Tim gave you some insight into his favourite small-cap sectors a few weeks ago. But in the interests of giving you a wider choice, here are our top sector ideas for this year.
First, we’d suggest you look at some of the quality low-risk small-cap stocks (remember this is relative, all small-cap stocks are higher risk than blue-chip stocks). You could look at one of the conservatively leveraged listed property trusts.
We like one in particular that we’ve had on the Australian Small-Cap Investigator buy list for nearly three years. It’s doing a nice job of producing a steady income and a bit of growth too.
Then there are the listed food stocks. A couple of our favourite plays are current Australian Small-Cap Investigator open recommendations, as are four small-cap non-bank lenders and finance companies.
China’s Boost for Small-cap Stocks
The great thing about these stocks is for the most part they’re profitable companies. Even better is the fact that many of them pay a dividend with the potential for dividend growth.

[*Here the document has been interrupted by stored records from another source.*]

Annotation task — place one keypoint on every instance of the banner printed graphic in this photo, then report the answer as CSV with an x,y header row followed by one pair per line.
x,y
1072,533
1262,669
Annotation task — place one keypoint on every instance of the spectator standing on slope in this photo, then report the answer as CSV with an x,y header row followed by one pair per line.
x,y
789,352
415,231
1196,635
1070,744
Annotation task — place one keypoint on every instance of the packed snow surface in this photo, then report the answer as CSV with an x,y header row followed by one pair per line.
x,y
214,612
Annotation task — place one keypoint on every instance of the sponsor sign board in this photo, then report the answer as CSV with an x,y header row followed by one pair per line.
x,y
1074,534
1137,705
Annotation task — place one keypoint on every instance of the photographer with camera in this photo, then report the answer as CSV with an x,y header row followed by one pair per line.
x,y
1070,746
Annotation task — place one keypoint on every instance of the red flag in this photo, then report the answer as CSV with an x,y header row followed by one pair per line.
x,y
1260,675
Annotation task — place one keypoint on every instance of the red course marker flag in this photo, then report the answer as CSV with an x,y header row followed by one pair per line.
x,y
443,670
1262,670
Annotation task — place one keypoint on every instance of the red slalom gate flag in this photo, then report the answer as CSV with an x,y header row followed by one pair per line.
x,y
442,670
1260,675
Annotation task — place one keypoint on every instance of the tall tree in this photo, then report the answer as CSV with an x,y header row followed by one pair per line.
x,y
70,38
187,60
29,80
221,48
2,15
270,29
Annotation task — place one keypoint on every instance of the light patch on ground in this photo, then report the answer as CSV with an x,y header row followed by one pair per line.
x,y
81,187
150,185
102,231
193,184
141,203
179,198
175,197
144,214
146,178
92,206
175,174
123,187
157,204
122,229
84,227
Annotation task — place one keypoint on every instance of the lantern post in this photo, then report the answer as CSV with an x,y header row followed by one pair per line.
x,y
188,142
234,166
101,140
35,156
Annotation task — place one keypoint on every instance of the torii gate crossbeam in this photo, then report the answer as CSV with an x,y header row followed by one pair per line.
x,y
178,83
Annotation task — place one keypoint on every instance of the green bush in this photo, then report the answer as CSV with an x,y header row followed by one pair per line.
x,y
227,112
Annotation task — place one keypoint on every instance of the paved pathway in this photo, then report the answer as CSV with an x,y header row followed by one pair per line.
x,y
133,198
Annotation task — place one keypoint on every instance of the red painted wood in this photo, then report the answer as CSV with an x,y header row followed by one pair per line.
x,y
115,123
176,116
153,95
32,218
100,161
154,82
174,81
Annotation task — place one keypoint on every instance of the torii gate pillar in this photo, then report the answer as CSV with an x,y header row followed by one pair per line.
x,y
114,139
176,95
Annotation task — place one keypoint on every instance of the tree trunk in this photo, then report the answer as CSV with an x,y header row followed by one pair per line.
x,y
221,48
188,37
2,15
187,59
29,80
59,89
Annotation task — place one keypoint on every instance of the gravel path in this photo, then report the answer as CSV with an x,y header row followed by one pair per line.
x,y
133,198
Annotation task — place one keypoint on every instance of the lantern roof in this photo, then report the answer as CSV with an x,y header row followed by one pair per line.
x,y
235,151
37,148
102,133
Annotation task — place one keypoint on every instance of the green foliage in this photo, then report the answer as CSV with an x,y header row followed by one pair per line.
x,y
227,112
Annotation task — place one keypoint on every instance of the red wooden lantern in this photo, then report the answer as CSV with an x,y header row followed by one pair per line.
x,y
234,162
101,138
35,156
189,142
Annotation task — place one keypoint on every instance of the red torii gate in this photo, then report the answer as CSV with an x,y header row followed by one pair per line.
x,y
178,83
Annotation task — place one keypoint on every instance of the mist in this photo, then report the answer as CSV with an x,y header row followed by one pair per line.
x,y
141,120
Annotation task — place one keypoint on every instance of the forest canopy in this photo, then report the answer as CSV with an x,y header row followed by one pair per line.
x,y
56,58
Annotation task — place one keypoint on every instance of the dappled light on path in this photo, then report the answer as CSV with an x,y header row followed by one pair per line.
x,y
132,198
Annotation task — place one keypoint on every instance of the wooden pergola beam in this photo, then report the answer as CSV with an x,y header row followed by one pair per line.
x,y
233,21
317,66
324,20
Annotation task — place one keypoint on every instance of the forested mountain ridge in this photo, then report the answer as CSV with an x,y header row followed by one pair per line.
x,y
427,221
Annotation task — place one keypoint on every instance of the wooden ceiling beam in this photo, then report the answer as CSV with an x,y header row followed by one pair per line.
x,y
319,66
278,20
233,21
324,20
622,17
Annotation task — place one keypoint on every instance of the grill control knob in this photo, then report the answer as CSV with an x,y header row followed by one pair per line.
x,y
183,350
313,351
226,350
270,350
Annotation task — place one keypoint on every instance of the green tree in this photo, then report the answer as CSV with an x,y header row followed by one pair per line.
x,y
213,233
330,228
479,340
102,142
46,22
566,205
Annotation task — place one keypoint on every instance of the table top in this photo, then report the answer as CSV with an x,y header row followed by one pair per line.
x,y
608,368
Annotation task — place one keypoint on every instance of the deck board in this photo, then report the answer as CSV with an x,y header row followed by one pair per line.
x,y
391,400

That may surprise you. We know it surprises a lot of investors to find out that many Aussie small-cap stocks are profitable, let alone that some of them pay a dividend.
But for many investors, small-cap stock investing is about one thing – speculation. That’s why we also suggest you add some ‘spice’ to your small-cap portfolio too. But even there you don’t just have to limit your small-cap portfolio to mining stocks.
Few realise it, but the Aussie market is home to some of the most exciting and innovative biotech and tech stocks in the world. Sure, the Aussie market can’t compete with NASDAQ in terms of the number of opportunities, but in terms of quality, the Aussie market is right up there.
Finally, remember that you’re investing in the Aussie market. That means you should invest in small-cap resource stocks. Australia has a huge comparative advantage in the resource sector due to the close proximity to China.
Whatever you may have heard in the news, there’s no doubt that China will continue to demand resources such as iron ore, copper and bauxite. We’re confident in that view because if China maintains its current growth rate above 7%, its economy will double in size within the next nine years.
That’s an opportunity Aussie investors shouldn’t miss. It may not be the last stock market boom you’ll see in your lifetime, but if China continues to grow as much as the forecasts suggest, it stands to be one of the best booms you’ll ever see. And one of the best ways to capitalise on that boom could well be in Aussie small-cap stocks.